Internal implementation of push/npush(dpush)

  • Agreement
  • Keep the npush() name for backward compatibility and add dpush() to match dict

Continue with the same numbering scheme, distinct from Quattor releases: makes sense for the language, quite independent from the other components

Release Process

Merge configuration-modules-core and configuration-modules-grid: no opposition

  • Either create a new repository and merge both to it or merge grid into core
  • Keep history using git subtree

Merge all template-library repositories into one?

  • Current branches per version are confusing for users and adding complexity to the release process
    • Multiple masters
  • It is impossible to open issues against a specific branch: only against a repository
  • Contributing patches to several branches requires several pull-requests when one PR could update several directories
  • Often one PR in one repository depends on another PR in another one and this cannot be well expressed
  • Start by template-library-core and -standard
  • The new repository top-level directories will reflect where the templates are coming from: standard, core…

Merge CAF and LC repositories?

  • LC is now sort of a “private code” in the way we use it and it is becoming an internal tool used by CAF, mainly
  • Even consider merging all the Perl repository into one?
    • quattor-framework?

Open question: how to move the open issues or to make the existing repositories read-only?
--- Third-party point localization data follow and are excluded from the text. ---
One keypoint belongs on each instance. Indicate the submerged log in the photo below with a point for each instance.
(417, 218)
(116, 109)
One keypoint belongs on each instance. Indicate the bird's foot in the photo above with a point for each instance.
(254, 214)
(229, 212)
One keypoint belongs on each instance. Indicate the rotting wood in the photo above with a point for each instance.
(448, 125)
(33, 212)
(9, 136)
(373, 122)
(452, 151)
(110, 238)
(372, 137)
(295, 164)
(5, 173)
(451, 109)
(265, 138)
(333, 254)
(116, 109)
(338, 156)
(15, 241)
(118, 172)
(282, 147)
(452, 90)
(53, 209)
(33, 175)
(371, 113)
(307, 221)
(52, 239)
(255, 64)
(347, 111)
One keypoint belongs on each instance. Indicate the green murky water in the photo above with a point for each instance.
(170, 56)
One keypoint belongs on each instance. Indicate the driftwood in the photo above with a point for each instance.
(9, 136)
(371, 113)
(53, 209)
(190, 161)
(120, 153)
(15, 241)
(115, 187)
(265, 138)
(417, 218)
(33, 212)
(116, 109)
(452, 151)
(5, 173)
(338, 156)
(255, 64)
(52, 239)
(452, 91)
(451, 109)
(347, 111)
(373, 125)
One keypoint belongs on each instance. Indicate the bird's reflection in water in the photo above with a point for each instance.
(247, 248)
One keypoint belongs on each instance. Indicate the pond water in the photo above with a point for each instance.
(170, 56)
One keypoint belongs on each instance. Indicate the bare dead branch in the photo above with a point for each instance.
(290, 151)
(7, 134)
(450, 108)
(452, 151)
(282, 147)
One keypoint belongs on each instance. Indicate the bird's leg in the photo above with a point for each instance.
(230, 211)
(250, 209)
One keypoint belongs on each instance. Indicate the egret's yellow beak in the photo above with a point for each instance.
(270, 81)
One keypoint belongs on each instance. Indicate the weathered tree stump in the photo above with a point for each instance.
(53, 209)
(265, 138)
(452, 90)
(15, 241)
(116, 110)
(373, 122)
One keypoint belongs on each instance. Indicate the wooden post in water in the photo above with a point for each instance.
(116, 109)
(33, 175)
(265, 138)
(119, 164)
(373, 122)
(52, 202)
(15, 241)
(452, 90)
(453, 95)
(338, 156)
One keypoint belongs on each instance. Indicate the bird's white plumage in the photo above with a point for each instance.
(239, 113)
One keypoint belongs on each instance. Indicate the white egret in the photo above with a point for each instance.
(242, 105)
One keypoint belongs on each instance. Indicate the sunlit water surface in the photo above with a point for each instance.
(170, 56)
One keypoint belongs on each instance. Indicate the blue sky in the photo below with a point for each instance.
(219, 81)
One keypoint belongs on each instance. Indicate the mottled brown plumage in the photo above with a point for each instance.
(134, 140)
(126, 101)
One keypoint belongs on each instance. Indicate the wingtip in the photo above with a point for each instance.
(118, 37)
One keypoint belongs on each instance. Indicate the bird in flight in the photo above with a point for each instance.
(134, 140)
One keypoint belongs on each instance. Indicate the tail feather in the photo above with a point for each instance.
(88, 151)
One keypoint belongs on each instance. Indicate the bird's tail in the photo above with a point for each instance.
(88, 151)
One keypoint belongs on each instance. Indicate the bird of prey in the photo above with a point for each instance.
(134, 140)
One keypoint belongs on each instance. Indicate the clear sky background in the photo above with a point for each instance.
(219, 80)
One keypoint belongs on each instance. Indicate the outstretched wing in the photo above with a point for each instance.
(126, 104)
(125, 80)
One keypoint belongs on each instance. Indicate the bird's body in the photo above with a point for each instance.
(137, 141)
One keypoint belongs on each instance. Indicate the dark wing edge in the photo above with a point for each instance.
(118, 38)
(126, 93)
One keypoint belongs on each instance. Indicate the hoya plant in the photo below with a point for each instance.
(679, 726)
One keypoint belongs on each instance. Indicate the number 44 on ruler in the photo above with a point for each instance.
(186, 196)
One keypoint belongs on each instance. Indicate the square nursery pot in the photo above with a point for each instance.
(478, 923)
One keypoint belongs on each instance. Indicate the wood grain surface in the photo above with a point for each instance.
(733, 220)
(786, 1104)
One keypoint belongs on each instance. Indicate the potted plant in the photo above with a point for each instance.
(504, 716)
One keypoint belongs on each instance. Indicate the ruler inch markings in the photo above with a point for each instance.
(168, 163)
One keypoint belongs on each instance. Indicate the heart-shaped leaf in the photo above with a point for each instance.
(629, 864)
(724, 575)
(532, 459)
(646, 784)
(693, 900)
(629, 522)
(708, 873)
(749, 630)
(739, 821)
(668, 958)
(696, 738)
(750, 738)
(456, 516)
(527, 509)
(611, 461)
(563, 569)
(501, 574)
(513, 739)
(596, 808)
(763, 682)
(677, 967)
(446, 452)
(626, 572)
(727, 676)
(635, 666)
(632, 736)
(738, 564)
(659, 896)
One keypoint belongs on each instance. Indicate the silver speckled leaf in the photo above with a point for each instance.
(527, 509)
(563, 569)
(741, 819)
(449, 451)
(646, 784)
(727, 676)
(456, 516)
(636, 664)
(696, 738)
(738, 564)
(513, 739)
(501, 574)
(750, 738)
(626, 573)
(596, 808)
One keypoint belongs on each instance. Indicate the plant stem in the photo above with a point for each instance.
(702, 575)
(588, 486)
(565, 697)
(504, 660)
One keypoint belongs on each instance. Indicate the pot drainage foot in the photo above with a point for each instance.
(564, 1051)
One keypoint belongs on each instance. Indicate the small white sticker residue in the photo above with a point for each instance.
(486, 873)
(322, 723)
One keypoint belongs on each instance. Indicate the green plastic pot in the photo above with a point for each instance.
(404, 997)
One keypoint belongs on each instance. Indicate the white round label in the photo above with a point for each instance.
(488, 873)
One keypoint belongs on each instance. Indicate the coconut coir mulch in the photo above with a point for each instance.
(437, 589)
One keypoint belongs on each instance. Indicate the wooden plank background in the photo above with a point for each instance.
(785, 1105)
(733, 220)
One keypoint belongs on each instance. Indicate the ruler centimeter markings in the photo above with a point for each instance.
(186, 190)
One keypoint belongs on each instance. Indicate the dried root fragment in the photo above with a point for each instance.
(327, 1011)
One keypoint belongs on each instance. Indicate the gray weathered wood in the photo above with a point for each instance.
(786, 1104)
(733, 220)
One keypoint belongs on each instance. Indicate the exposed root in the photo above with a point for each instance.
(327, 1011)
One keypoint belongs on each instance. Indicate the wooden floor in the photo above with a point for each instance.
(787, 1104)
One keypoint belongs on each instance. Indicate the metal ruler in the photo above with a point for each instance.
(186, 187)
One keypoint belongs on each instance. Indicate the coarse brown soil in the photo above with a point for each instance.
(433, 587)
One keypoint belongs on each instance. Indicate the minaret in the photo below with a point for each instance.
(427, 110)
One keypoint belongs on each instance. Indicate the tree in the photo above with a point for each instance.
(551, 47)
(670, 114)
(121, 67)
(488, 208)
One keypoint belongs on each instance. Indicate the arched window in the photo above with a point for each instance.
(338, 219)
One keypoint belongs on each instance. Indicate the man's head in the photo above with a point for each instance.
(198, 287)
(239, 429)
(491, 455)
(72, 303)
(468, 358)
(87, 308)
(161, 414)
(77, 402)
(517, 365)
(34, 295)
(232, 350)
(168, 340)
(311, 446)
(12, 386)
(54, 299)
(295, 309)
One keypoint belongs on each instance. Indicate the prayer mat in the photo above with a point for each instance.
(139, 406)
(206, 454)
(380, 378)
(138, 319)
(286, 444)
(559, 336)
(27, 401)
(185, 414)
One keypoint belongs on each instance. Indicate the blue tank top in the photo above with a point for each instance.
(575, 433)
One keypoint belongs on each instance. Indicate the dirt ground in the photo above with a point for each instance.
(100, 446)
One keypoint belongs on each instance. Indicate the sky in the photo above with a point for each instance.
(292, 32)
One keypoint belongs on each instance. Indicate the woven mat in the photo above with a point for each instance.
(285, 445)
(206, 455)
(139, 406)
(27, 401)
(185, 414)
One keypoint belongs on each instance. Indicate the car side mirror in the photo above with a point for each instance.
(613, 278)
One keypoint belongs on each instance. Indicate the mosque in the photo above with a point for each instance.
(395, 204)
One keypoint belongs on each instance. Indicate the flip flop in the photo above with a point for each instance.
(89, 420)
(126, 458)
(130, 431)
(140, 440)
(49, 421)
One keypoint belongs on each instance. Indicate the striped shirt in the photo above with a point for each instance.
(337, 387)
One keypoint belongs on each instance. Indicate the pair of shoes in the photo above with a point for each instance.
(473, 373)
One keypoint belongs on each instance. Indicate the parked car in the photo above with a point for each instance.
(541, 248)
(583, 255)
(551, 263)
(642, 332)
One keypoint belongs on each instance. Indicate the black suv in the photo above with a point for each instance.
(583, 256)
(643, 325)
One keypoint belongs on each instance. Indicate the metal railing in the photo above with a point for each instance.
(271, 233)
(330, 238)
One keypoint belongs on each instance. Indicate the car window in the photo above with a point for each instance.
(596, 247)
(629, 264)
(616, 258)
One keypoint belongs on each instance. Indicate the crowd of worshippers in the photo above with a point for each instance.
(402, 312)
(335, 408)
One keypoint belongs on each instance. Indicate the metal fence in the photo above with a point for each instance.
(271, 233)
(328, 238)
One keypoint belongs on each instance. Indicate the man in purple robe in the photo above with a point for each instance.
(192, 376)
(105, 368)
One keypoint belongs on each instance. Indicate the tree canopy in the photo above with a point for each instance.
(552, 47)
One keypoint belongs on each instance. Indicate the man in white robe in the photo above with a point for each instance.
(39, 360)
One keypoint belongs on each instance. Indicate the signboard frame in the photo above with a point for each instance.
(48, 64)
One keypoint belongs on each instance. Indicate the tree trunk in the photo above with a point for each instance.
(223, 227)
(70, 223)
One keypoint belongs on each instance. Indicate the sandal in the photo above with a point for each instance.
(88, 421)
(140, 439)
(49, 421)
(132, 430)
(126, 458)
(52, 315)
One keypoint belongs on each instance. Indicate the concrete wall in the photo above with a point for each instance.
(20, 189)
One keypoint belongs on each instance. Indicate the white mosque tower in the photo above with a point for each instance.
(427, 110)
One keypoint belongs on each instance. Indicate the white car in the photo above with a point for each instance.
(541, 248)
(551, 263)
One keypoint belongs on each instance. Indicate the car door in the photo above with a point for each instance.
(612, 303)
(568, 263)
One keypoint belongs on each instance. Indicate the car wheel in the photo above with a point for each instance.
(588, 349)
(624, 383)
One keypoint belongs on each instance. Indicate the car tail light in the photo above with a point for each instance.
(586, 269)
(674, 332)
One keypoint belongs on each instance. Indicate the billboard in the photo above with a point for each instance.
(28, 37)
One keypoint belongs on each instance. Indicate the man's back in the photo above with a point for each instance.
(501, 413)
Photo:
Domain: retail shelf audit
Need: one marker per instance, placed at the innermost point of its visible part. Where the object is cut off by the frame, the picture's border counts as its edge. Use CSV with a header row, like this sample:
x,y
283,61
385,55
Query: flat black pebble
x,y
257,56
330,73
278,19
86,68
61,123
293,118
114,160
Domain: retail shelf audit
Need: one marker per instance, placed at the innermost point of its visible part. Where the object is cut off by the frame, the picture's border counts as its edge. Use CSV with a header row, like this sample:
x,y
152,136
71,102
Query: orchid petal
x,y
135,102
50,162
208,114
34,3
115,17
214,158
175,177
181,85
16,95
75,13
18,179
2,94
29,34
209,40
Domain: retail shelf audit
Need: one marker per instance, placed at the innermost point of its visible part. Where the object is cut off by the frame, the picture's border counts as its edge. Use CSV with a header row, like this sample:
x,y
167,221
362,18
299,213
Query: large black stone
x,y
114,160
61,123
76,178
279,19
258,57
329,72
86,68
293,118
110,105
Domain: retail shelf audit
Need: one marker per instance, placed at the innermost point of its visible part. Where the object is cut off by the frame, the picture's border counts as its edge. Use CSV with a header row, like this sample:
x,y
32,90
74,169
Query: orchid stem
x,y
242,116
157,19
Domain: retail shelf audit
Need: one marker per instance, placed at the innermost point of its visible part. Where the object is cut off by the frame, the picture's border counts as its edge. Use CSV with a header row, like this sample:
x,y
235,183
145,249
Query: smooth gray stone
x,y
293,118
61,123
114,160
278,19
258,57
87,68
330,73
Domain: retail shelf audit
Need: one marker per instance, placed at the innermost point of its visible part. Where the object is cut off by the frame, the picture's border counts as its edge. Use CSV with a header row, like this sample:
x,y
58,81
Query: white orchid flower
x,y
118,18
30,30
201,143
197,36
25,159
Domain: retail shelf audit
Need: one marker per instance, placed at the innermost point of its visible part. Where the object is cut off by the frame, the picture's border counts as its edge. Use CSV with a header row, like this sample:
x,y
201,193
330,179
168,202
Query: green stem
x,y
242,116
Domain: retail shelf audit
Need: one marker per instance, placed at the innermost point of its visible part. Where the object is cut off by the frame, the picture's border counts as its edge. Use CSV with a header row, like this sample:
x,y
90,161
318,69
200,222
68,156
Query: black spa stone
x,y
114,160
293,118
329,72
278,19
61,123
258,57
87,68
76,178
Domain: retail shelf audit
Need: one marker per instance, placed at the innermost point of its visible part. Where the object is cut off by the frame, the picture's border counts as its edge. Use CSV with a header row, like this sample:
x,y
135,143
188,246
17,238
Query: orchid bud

Note: Two weeks after the workshop GitHub added functionality for archiving repositories which solves the problem of preserving old repositories in a read-only state.

Quattor and SELinux (Michel)

  • SELinux has come a long way. Now supports permissive mode which makes things work just as they were unless you explicitly enable it (e.g. can enable it to prevent httpd doing evil things without effecting rest of box). Also get some audit logging by default.
  • Permissive mode does not work if SELinux=disabled is set which is what we all do today
  • Most important change in Quattor is to ensure we are preserving the appropriate context for files and directories managed by Quattor.
  • CAF::FileWriter already runs restorecon after modifying a file (https://github.com/quattor/CAF/blob/master/src/main/perl/FileWriter.pm#L31)
  • Proposed creating a new component (ncm-selinux) to allow managing SE Linux enforcement, managing properties of policies but not full policies which are very complex (they could be downloaded with ncm-download or packaged as RPMs).

packuilon (RAL)

A collection of scripts to allow OpenStack VM images to be automatically built based on personalities from Aquilon. It uses Packer (https://www.packer.io) to do the image building. Open sourced python scripts: https://github.com/stfc/packuilon

Depends on RabbitMQ but then so does OpenStack so you have one running anyway. Receives servers notifications from Aquilon.

Installation instructions include aq bind server which invokes a Quattor template: that template just installs some RPMs (packer and what’s in the git repository).

Aquilon GitHub Repository

All issues were reviewed and a number of older ones found to be already fixed. Gintare worked on validating the install process on RH7.

Backlog Review

All open pull-requests with no milestone were reviewed. All pull-requests without external dependencies were assigned to 17.12 which has made the release quite large now. Some pull-requests are ready for merging now 17.8 is out, these should be handled by the weekly stand ups.